Born in Nashville, Payne comes from country music royalty: Smith’s 1970 hit, “Help Me Make It through the Night,” was an early pinnacle of that decade’s outlaw country sound. His father, Jody Payne, was a longtime guitarist for Willie Nelson, and Payne’s godfather—and namesake—is Waylon Jennings. But that’s where the fairy tale ends. His parents divorced when he was young, each of them spending months away while on the road. During the school year, Payne lived in Texas with an aunt and uncle who were strict Baptists. At age eighteen, he came out as gay, and he says the family disowned him. He bounced around Texas for a time before heading to Nashville to pursue music, playing honky-tonks six nights a week. Eventually, the singer-songwriter Shelby Lynne took him under her wing while he played guitar in her band. “She really brought out my own voice in terms of songwriting,” Payne says. “I love women singers because I think I missed my mama so much when she was on the road.” 

But Lynne ultimately fired him because he kept screwing up. Payne had dabbled with drugs, but in 2001, after he had moved to Los Angeles, what started out as just partying turned into a full-blown meth addiction. Payne’s 2004 debut album, The Drifter, came and went with hardly a blip. Somehow, he kept it together enough to get some acting gigs, including a scene-stealing role as Jerry Lee Lewis in the Johnny Cash biopic Walk the Line, despite not knowing how to play the piano (he managed to teach himself before filming began). As most addicts have to do, he hit bottom, and in 2008, with the help of friends in Austin—including Willie and Bobbie Nelson—Payne began a yearslong journey to recovery. He says he did his last drug on his fortieth birthday, April 5, 2012, but it still took three more years before he returned to Nashville. “I had to make sure I was able to live on my own,” he says. “I had to learn how to do things like open my own damn checking account. It was terrifying.”

Back in Nashville, it was Liddell who encouraged him to start writing again. He penned songs for singer Ashley Monroe and cowrote two—“Use My Heart” and “To Learn Her”—for Miranda Lambert’s breakup opus, The Weight of These Wings, which Liddell produced. The raw, confessional lyrics of the Lambert tracks hint at Payne’s strengths on The Prodigal. He’s a man with nothing left to hide and everything to prove, with a literary frankness akin to that of Jason Isbell and a voice that combines the mournful richness of Roy Orbison’s with Willie’s dusty drawl. 

“Waylon is one of those rare artists who when he plays you a song, you know it’s great on a bunch of levels,” Liddell says. “The melodies are so wonderful, his phrasing is unique, and he has a very concise way of conveying emotion and pain and joy. The day I met him, I just fell in love with the guy.”

James Minchin III Payne and his Chihuahua, Petey.
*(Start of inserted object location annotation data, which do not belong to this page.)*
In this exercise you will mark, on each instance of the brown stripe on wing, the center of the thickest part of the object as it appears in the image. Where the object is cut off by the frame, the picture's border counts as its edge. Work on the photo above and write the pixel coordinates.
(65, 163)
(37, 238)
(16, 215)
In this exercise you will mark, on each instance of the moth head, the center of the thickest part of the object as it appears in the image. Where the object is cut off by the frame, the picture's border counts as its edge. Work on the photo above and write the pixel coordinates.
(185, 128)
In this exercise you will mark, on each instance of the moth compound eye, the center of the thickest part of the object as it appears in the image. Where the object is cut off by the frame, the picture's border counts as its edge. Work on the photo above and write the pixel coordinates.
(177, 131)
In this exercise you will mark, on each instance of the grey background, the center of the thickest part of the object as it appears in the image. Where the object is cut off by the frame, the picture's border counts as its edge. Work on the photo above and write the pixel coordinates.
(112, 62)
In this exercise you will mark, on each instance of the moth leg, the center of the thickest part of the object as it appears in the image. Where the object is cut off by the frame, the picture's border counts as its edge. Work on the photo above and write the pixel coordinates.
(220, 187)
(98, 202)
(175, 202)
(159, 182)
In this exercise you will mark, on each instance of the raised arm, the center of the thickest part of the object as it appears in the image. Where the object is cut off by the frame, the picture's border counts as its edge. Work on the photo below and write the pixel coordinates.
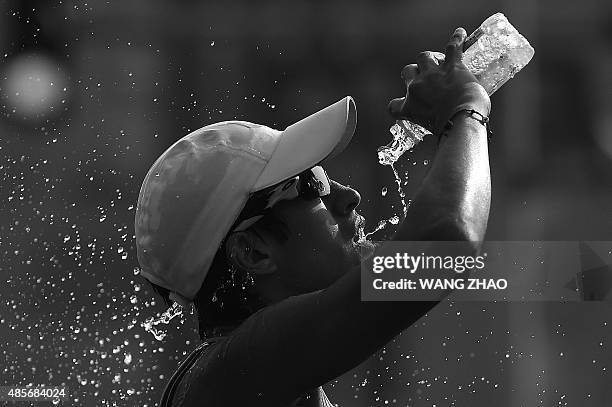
(454, 198)
(307, 340)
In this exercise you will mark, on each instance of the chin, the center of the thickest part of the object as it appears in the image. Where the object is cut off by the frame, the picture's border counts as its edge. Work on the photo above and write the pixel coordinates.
(361, 249)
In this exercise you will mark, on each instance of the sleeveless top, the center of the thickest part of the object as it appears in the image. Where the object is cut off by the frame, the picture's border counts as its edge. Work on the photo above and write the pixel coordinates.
(174, 394)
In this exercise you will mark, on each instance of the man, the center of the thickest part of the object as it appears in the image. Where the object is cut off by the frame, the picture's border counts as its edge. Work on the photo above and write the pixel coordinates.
(243, 220)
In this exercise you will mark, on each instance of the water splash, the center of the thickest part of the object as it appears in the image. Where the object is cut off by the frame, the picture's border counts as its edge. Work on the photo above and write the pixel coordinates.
(398, 181)
(150, 324)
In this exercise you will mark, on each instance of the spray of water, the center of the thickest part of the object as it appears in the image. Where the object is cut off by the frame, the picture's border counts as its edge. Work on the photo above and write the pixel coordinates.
(150, 324)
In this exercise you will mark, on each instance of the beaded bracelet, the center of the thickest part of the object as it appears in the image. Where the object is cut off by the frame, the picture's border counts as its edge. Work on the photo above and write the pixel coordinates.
(479, 117)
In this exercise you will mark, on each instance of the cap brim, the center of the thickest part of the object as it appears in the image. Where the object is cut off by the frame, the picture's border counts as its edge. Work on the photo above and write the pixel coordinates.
(310, 141)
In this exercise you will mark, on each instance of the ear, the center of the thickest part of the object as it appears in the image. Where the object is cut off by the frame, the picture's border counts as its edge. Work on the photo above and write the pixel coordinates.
(248, 252)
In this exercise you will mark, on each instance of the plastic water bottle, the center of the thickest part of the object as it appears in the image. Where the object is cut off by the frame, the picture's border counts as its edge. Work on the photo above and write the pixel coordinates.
(494, 53)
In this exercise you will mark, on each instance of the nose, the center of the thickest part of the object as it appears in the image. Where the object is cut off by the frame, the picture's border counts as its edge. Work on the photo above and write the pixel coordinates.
(343, 199)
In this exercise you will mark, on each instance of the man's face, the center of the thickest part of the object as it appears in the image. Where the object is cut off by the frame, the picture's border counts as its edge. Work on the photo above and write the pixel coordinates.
(322, 242)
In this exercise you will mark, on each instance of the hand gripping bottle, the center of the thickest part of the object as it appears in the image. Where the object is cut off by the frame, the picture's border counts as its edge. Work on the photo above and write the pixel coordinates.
(494, 53)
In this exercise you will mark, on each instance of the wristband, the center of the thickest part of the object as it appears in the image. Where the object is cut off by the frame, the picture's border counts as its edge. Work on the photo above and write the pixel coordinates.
(471, 113)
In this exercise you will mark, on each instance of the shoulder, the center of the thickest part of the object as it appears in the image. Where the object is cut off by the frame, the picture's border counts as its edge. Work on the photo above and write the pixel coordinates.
(189, 373)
Payne drives us back to the hotel, and what was supposed to be a forty-five-minute chat has turned into a two-hour gab session. During the conversation, he is at times angry, defiant, compassionate, and hilarious, an understandable fountain of emotion from someone who has fought like hell to get to this point. He laughs at the fact that it took sixteen years to release a second album, and he wonders if Nashville is ready for an openly gay country singer. But he really doesn’t give a rat’s ass. “I can’t change who I am to fit someone else’s expectations,” he says. He is single and has no interest in dating, which is fine because mostly he’s just happy to be making music again. “If I can be an example of a normal guy to an eighteen-year-old kid who got tossed out of the house for being gay, then wonderful,” he says. “But I’m forty-seven years old. I have nobody in my life except my Chihuahua named Petey, and he likes diamond collars and grass-fed beef every night. So Daddy needs to go to work. That’s all I want.”